Foto: Kepala DP3A Kaltim, Noryani Sorayalita. (Hadi Winata/Media Kaltim)
SAMARINDA – Kasus kekerasan terhadap perempuan dan anak di Kalimantan Timur terus menunjukkan tren peningkatan. DP3A Kaltim mencatat sebanyak 1.110 kasus kekerasan terjadi sepanjang tahun 2025 di seluruh wilayah provinsi.

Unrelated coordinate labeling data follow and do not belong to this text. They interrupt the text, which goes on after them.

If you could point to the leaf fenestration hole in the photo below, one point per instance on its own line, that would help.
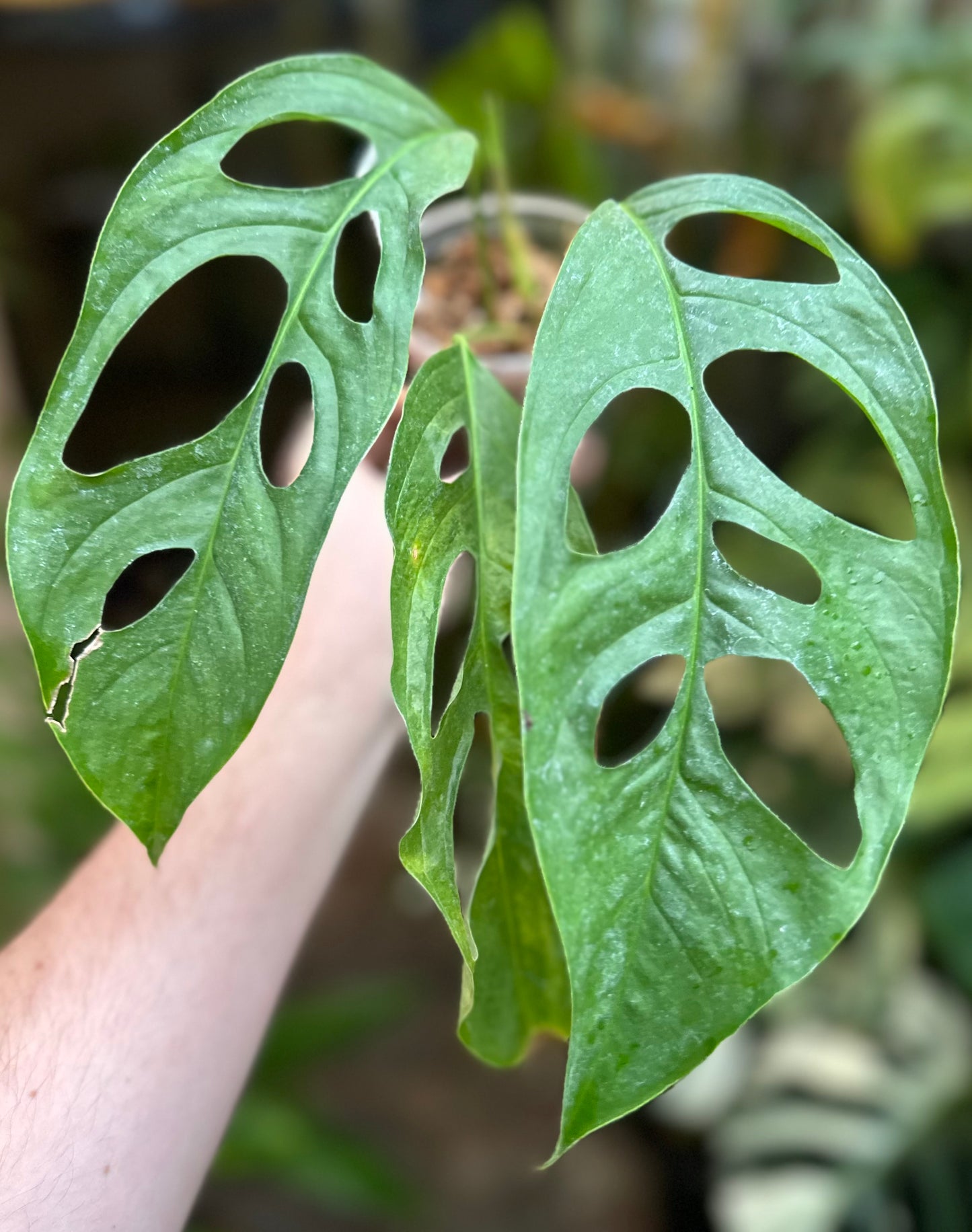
(786, 746)
(456, 456)
(748, 248)
(636, 710)
(768, 564)
(507, 647)
(143, 584)
(295, 154)
(647, 441)
(185, 364)
(287, 424)
(357, 262)
(456, 614)
(813, 435)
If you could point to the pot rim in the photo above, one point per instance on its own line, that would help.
(461, 211)
(511, 367)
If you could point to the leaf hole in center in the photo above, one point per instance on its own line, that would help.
(748, 248)
(287, 424)
(811, 432)
(785, 744)
(295, 154)
(643, 447)
(507, 647)
(636, 710)
(357, 260)
(142, 586)
(456, 614)
(455, 457)
(182, 367)
(768, 564)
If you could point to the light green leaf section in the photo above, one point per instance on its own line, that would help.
(155, 709)
(684, 903)
(515, 981)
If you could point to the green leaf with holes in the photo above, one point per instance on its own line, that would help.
(149, 712)
(515, 981)
(683, 902)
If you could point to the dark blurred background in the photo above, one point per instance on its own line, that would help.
(846, 1107)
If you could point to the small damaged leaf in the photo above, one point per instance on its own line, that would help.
(514, 980)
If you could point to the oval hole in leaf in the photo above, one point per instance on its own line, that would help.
(456, 456)
(635, 711)
(357, 262)
(813, 435)
(456, 615)
(295, 154)
(644, 442)
(768, 564)
(287, 424)
(786, 746)
(184, 365)
(143, 584)
(747, 248)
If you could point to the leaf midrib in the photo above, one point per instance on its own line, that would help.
(691, 664)
(266, 373)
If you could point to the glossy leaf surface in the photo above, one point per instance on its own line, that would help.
(515, 981)
(155, 709)
(683, 902)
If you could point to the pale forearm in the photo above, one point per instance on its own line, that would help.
(135, 1003)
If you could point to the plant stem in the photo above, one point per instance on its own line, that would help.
(514, 238)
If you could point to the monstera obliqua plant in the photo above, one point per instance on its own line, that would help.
(647, 909)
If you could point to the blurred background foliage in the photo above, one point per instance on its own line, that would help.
(847, 1106)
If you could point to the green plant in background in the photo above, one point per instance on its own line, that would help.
(277, 1132)
(650, 907)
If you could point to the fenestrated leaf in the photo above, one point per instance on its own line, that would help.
(155, 709)
(683, 902)
(515, 983)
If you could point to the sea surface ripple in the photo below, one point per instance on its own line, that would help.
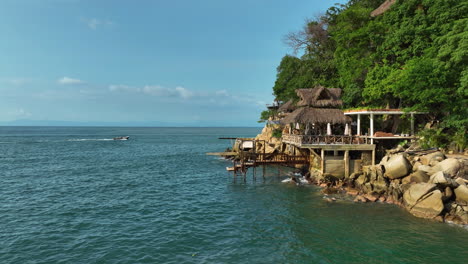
(71, 195)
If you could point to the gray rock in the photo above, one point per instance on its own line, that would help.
(436, 156)
(448, 166)
(361, 180)
(460, 181)
(425, 168)
(439, 178)
(419, 176)
(416, 191)
(461, 194)
(380, 185)
(423, 200)
(448, 193)
(416, 166)
(397, 167)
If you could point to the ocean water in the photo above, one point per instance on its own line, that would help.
(72, 195)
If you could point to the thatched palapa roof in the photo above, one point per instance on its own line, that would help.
(382, 8)
(320, 97)
(287, 107)
(311, 115)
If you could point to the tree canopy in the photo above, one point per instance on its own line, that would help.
(413, 56)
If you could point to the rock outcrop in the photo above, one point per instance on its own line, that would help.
(397, 166)
(423, 200)
(428, 185)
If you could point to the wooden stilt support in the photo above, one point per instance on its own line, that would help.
(322, 162)
(373, 157)
(346, 161)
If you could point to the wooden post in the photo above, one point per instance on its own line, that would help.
(373, 157)
(346, 160)
(372, 127)
(412, 124)
(322, 162)
(359, 124)
(263, 171)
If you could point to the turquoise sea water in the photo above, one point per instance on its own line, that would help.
(70, 195)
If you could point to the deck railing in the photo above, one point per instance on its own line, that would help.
(300, 140)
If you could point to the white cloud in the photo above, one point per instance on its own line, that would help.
(123, 88)
(15, 81)
(69, 81)
(154, 90)
(19, 113)
(94, 23)
(184, 93)
(222, 93)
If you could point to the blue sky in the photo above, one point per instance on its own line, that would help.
(204, 62)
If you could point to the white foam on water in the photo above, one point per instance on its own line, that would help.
(91, 139)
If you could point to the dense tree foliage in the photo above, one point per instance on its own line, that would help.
(413, 56)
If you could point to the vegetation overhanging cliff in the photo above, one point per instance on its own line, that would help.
(413, 55)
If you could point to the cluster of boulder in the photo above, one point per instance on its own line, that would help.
(428, 185)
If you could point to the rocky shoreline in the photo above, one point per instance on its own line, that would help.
(427, 183)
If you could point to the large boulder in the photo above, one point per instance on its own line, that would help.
(448, 166)
(436, 156)
(439, 178)
(419, 176)
(423, 200)
(461, 194)
(397, 166)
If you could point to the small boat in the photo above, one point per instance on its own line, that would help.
(121, 138)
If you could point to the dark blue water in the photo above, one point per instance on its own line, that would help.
(69, 195)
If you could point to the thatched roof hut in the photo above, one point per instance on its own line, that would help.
(312, 115)
(382, 8)
(287, 107)
(320, 97)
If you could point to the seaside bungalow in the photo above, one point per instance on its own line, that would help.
(287, 107)
(318, 118)
(321, 128)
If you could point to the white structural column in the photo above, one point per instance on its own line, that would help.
(359, 125)
(412, 124)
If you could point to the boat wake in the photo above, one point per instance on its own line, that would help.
(91, 139)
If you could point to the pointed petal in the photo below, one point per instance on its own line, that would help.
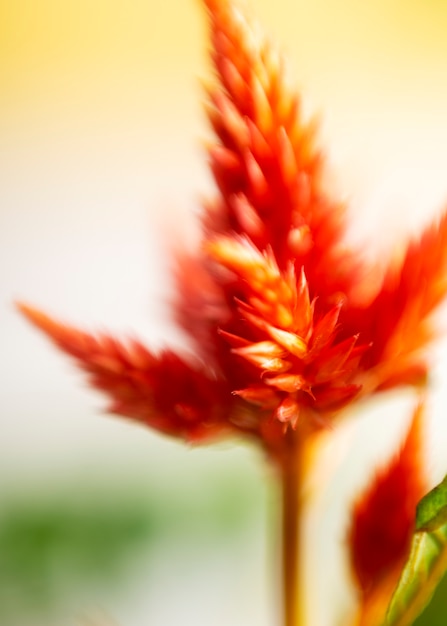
(161, 391)
(383, 518)
(259, 122)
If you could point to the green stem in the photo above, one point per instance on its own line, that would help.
(291, 531)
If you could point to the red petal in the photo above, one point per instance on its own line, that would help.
(161, 391)
(383, 518)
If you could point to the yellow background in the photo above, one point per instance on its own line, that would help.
(102, 170)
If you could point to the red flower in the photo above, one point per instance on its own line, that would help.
(274, 300)
(383, 522)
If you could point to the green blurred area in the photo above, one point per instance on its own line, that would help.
(59, 544)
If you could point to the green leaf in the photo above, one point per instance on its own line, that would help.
(427, 561)
(431, 511)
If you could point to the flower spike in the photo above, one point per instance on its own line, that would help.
(273, 300)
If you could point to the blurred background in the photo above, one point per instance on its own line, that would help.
(102, 171)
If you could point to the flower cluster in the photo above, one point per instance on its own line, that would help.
(287, 324)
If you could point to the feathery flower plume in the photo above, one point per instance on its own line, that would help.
(271, 300)
(383, 520)
(286, 326)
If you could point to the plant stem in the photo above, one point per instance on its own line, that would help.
(292, 464)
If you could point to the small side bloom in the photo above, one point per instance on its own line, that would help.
(165, 392)
(382, 524)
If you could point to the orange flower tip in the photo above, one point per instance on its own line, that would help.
(290, 341)
(267, 349)
(290, 383)
(288, 412)
(383, 517)
(266, 363)
(248, 219)
(37, 318)
(259, 396)
(234, 340)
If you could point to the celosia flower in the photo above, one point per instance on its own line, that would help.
(286, 325)
(382, 524)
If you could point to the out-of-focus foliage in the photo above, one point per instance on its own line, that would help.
(426, 564)
(58, 544)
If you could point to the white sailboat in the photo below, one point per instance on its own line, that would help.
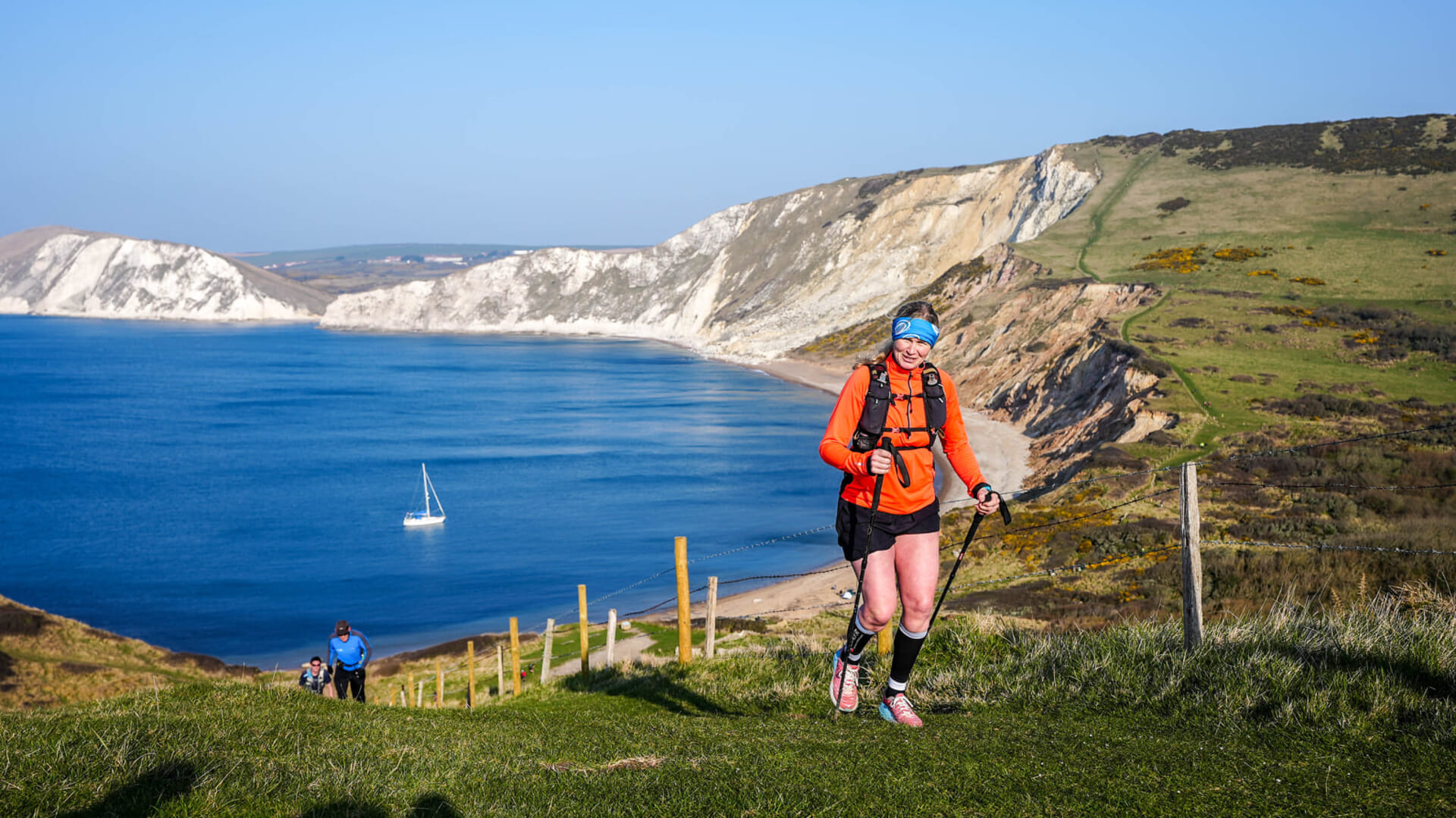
(425, 517)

Bahkan, hanya dalam rentang September hingga Oktober, tercatat ada penambahan sekitar 90 kasus baru, atau rata-rata tiga kasus per hari.
Kepala DP3A Kaltim, Noryani Sorayalita, menjelaskan bahwa kenaikan angka tersebut tidak semata-mata mencerminkan meningkatnya kejadian, tetapi juga bertambahnya kesadaran masyarakat untuk melapor.
“Masyarakat kini lebih berani speak up. Mereka melaporkan kasus yang dialami sendiri ataupun yang terjadi di sekitar mereka,” kata Noryani, Senin (8/12/2025).
Dari total korban, 61 persen merupakan anak-anak, sementara sisanya berusia dewasa. Tahun ini, laporan terbanyak berasal dari kekerasan fisik, disusul kekerasan seksual dan psikologis.
Menurut Noryani, kondisi tersebut menunjukkan pergeseran pola, sebab tahun sebelumnya kekerasan seksual tercatat sebagai jenis terbanyak.
Samarinda, Balikpapan, dan Kutai Kartanegara menjadi tiga daerah dengan jumlah laporan tertinggi. Selain kepadatan penduduk yang lebih besar, kompleksitas persoalan sosial di wilayah tersebut juga berkontribusi terhadap banyaknya kasus.
Dalam data kekerasan tahun 2024, tercatat jumlah korban kekerasan seksual masih mendominasi dengan 458 kasus. Sementara kekerasan fisik mencapai 142 kasus, psikis 130 kasus, eksploitasi 18 kasus, trafficking 10 kasus, penelantaran 32 kasus, dan kategori lain-lain sebanyak 37 kasus.
DP3A menegaskan bahwa peningkatan laporan adalah sinyal positif mengenai tumbuhnya kepercayaan masyarakat terhadap mekanisme penanganan pemerintah.
“Ya ini bisa keduanya, yang pasti masyarakat sekarang lebih terbuka dan berani untuk melaporkan kepada pihak berwenang, dan ini adalah suatu hal yang positif,” ucapnya.
Tak hanya itu, peran media juga dinilai sangat penting dalam menyebarkan informasi, terutama terkait bentuk-bentuk kekerasan dan alur pelaporan.
“Masyarakat perlu tahu ke mana harus melapor dan bagaimana prosesnya. Semakin cepat dilaporkan, semakin besar peluang penyelesaiannya,” pungkas Noryani.